Thanks. Paul, last question.

[Operator]

And the last question today will be from Louise Chen from Cantor. Louise, your line is live.

[Speaker 13]

Hi, thank you for taking my question. I wanted to ask you how excited you are about these muscle preserving obesity drugs and if you see that as a true unmet need? Thank you.

[Speaker 1]

Thanks. Dan, anything to add on?

[Speaker 4]

Yes. No, thanks

[Speaker 3]

for the question, Luis. I think it's an interesting area of science for sure. Too soon to know exactly how these kinds of mechanisms will translate into benefits for patients.
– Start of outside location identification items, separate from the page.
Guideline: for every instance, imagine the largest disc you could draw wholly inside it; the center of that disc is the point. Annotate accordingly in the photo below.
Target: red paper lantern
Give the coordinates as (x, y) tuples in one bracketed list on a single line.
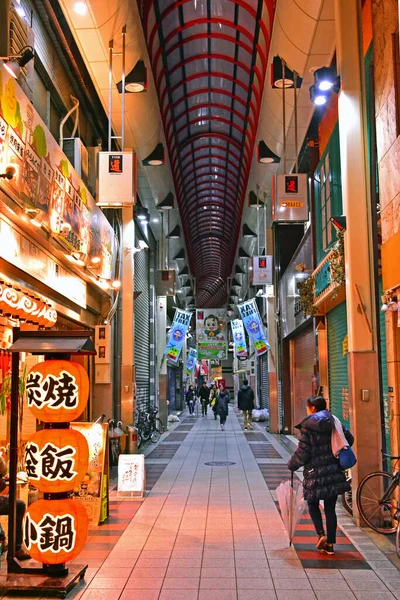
[(55, 531), (56, 460), (57, 390)]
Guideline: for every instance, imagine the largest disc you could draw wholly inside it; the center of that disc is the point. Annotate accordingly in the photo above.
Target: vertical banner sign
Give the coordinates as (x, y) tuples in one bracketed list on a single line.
[(239, 338), (191, 360), (56, 461), (177, 334), (212, 334), (254, 327)]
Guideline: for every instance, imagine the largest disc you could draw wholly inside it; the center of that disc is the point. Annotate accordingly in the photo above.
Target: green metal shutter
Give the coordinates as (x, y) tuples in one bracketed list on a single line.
[(337, 361), (384, 372), (142, 321)]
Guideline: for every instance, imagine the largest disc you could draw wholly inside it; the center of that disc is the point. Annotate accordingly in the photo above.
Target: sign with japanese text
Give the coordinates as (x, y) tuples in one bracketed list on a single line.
[(254, 327), (212, 333), (91, 491), (131, 475), (46, 183), (239, 338), (191, 360), (177, 334)]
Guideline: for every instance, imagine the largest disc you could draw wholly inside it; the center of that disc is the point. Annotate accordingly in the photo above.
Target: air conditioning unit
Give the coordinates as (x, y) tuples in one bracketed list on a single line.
[(77, 155)]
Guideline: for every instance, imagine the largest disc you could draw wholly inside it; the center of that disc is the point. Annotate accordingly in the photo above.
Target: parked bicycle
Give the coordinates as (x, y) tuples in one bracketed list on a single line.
[(378, 501)]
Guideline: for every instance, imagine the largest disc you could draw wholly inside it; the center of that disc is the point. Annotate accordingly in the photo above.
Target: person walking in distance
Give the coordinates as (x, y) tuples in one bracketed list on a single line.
[(190, 399), (204, 395), (213, 400), (246, 403), (222, 405), (324, 478)]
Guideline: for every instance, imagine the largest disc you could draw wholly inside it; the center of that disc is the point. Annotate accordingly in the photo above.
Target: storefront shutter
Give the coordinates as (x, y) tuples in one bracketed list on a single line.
[(337, 361), (142, 318), (303, 349)]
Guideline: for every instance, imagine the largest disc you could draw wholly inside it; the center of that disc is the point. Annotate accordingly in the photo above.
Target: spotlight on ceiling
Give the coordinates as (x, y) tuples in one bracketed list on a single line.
[(142, 214), (180, 255), (282, 76), (155, 158), (247, 232), (16, 62), (175, 234), (136, 80), (167, 203), (265, 154)]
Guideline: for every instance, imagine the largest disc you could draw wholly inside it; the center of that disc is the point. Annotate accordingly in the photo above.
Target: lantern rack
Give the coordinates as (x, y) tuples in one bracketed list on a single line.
[(46, 579)]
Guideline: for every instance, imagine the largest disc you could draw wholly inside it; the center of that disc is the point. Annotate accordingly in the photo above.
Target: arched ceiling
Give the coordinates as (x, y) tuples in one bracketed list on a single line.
[(209, 61)]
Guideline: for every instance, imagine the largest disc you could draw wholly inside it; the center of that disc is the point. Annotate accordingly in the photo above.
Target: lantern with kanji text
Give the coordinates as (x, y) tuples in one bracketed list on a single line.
[(57, 390), (55, 531), (56, 460)]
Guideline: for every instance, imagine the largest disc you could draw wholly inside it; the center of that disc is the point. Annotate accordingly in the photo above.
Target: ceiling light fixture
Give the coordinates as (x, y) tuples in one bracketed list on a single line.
[(136, 80), (155, 158), (265, 154)]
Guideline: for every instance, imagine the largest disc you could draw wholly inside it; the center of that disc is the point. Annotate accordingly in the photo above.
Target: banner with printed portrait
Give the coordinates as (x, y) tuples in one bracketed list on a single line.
[(254, 327), (239, 338), (212, 334), (177, 334)]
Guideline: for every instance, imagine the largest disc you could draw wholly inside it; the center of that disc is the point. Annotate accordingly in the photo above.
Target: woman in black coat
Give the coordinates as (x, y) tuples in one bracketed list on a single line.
[(324, 478)]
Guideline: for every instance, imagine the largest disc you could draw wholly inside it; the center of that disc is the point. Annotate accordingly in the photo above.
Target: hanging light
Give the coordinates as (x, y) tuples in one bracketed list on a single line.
[(247, 232), (167, 203), (265, 154), (142, 214), (155, 158), (15, 63), (136, 80), (175, 234), (282, 76)]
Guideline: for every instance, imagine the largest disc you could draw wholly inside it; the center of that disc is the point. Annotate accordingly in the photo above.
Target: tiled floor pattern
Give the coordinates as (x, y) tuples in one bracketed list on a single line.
[(214, 533)]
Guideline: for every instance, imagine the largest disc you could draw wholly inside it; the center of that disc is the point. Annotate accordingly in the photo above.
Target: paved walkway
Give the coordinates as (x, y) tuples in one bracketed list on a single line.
[(214, 533)]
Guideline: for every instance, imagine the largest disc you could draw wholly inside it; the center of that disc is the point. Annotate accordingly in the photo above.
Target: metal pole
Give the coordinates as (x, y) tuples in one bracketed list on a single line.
[(123, 87), (110, 49), (284, 115), (13, 458), (295, 120)]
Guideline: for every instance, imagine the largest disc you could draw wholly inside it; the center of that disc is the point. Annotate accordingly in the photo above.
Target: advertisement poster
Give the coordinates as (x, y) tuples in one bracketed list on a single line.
[(239, 338), (46, 183), (191, 360), (212, 333), (254, 327), (91, 490), (177, 334)]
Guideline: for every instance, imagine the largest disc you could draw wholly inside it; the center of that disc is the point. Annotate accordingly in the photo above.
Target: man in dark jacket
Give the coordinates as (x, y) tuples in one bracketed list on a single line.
[(246, 403), (324, 478), (204, 395)]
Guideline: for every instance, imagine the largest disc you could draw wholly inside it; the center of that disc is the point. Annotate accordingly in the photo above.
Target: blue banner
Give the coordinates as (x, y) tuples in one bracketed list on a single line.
[(191, 360), (254, 327), (239, 338), (177, 334)]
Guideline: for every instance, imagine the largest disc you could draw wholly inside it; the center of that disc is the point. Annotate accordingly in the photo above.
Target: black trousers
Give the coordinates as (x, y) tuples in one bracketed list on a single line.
[(330, 515), (5, 509)]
At a high level, we know that the ratio lean mass to fat mass is really important in determining metabolic health, probably more important as an indicator of overall metabolic health than, for example, BMI. And so that's what spurs these kinds of efforts to increase lean mass while causing fat mass loss.

[Speaker 3]

And we'll wait to see data from our own dumacramab and wait to see how that translates into health benefits for patients.

[Speaker 1]

Great. So I think we'll wrap up. Dave, closing remarks.

[Speaker 2]

Great. Thanks, Joe, and thanks to the team here. We appreciate your participation in today's earnings call and your interest in Eli Lilly and Company. Please follow-up with the Investor Relations team if you have any questions we didn't address and it sounds like there's a few that we're holding. Happy to answer all of those.

[Speaker 2]

Have a great day everyone.

[Operator]

Thank you. And ladies and gentlemen, this does conclude our conference for today. This conference will be made available for replay beginning at 1 p. M. Today running through September 12 at midnight.

[Operator]

You may access the replay system at any time by dialing 800-332-6854 and entering the access code 297,484. International dialers can call 973-528-0005.